La crise n’est pas finie. Elle ne fait même que commencer. Et si à ce jour, on ne sait toujours pas ni quand, ni comment nous en sortirons, il semble acquis qu’elle n’est pas conjoncturelle, mais bien structurelle, en ce sens où nous assistons à un changement de paradigme économique jusqu’ici fondé sur la dette.
Pour le moment, le débat est donc entre les mains des économistes. Il consiste à recréer au plus vite les conditions d’une croissance auto-entretenue. Mais demain, une fois la croissance revenue, il se déplacera sur le terrain fiscal. Il conviendra alors de remédier à la fois à la situation délicate de nos finances publiques et à la cause première de la crise que nous traversons : le creusement des inégalités au cours des trente dernières années. C’est pourquoi la question de la hausse des impôts et de la redistribution des richesses recrées sont à l’ordre du jour. Si nous ajoutons à cela que notre système fiscal est à bout de souffle, qu’il a eu ses vertus, à une époque où il s’inscrivait dans une conjoncture, un cycle, un mouvement devenus obsolètes, alors oui une réforme fiscale est nécessaire. Et la sortie de crise sera le bon moment pour la réaliser.

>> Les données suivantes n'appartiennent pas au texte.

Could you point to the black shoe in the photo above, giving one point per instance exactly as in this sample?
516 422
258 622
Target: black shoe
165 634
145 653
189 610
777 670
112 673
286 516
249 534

Chacun s’accorde à penser que pour être légitime aux yeux des citoyens, un système fiscal moderne doit reposer sur un tryptique : il doit être efficace (procurer des recettes à l’Etat), équitable (consolider le contrat social), et simple (être compréhensible par tous). Si on soumet notre fiscalité du patrimoine (impôt sur le revenu, ISF et droits de succession) à ces trois filtres, on constate à quel point elle dévalorise le travail, l’égalité des chances et donc le mérite. Et cela malgré les discours élégiaques de nos hommes politiques, de droite comme de gauche. En un mot, notre système fiscal marche sur la tête !
L’impôt sur le revenu ? Avec une assiette étroite essentiellement concentrée sur le travail, des taux relativement élevés, le tout truffé d’exonérations en tout genre, les célèbres niches fiscales, il ressemble à un gruyère dont les trous seraient plus importants que la matière consommable ! Résultat, il ne rapporte que 55 milliards d’euros, soit à peine 20% des recettes de l’Etat. Pour beaucoup, son avenir passe par une fusion avec la CSG.
L’ISF ? Tout a été dit sur cette vache sacrée, ce totem devant lequel on se prosterne une fois l’an. Mal conçu, symbolique, inéquitable, parfois confiscatoire, peu rentable, il est une spécificité française entre les mains des politiques. Et du même coup, il abandonne le terrain du débat rationnel pour aborder celui du débat passionnel. In fine, il comble d’aise ceux qui pensent encore que l’impôt doit avoir un caractère punitif.
Les droits de succession ? D’une efficacité faible, surtout depuis la loi TEPA qui exonère d’impôt 95 % des successions, ils ne sont équitables ni en matière civile, où l’égalité prime sur l’équité et la liberté de tester, ni en matière fiscale, où ils sont le reflet d’une société plus conservatrice que libérale.
Last but not least, le dernier dénominateur commun à nos trois impôts est certainement leur complexité qui les rend de moins en moins légitimes aux yeux des contribuables. A telle enseigne que notre système fiscal est devenu au fil du temps un mille-feuille fiscal, c’est-à-dire une superposition de réformes sans cohérence d’ensemble.
Répétons-le, la sortie de crise sera certainement le bon moment pour procéder à une réforme fiscale. Mais à trois conditions. D’abord, bien attendre le moment de la sortie de crise afin de ne pas tuer la reprise dans l’oeuf ; ensuite, bien identifier les causes de la crise afin de bien cibler la réforme ; enfin, attendre de connaître les modalités de sortie de crise (croissance, inflation, taux d’intérêt…)
Les décisions qui seront prises en la matière façonneront la France des trente prochaines années. Toute erreur de diagnostic coûterait donc cher. Il est urgent de réfléchir à une réforme fiscale. Mais encore trop tôt pour la mettre en œuvre.